What does organic certification mean?

In the United States, organic certification—and those round green stickers—are overseen by the Department of Agriculture. A product may use the "USDA Organic" label if at least 95% of the ingredients are organic content.

What does "organic" mean?

According to the USDA website, organic operations "must demonstrate that they are protecting natural resources, conserving biodiversity, and using only approved substances." This means pesticides and chemical fertilizers are prohibited, as well as genetically modified organisms and growth hormones.

Why choose organic?

Besides the environmental benefits, it's pretty much a no-brainer that the fewer chemicals and strange hormones you put into your body, the better.
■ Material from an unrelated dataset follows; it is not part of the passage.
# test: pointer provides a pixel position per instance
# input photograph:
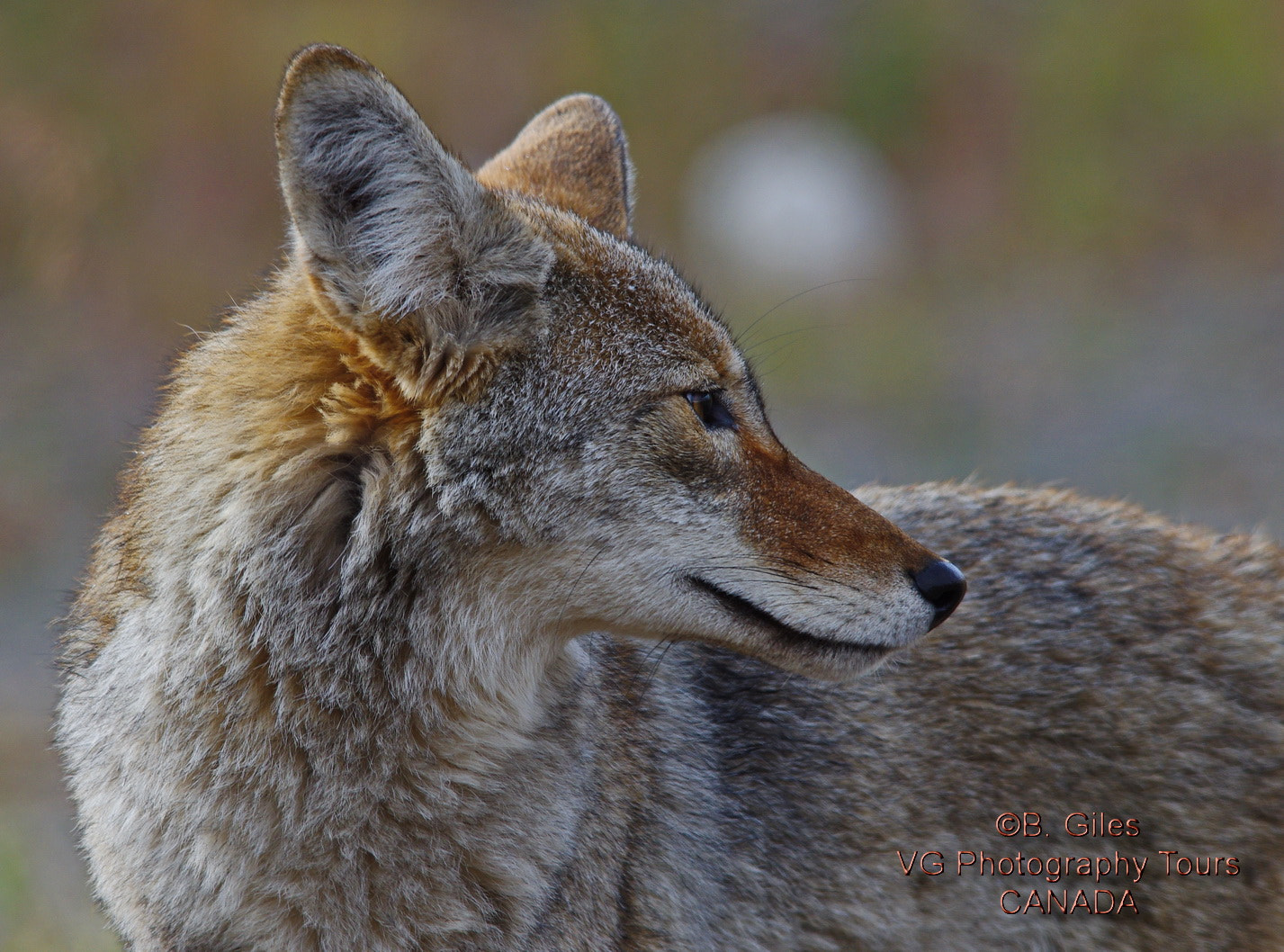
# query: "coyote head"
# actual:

Less obvious is that those chemicals can be similarly harmful to the outside of your body. In November, the Canadian organization Environmental Defence reported that an external lab had found toxic chemicals that have been linked to cancer, sperm damage, and other health issues in a number of common grooming products like hair gel and deodorant. If you wouldn't want it in your mouth, you probably don’t want it in your pores.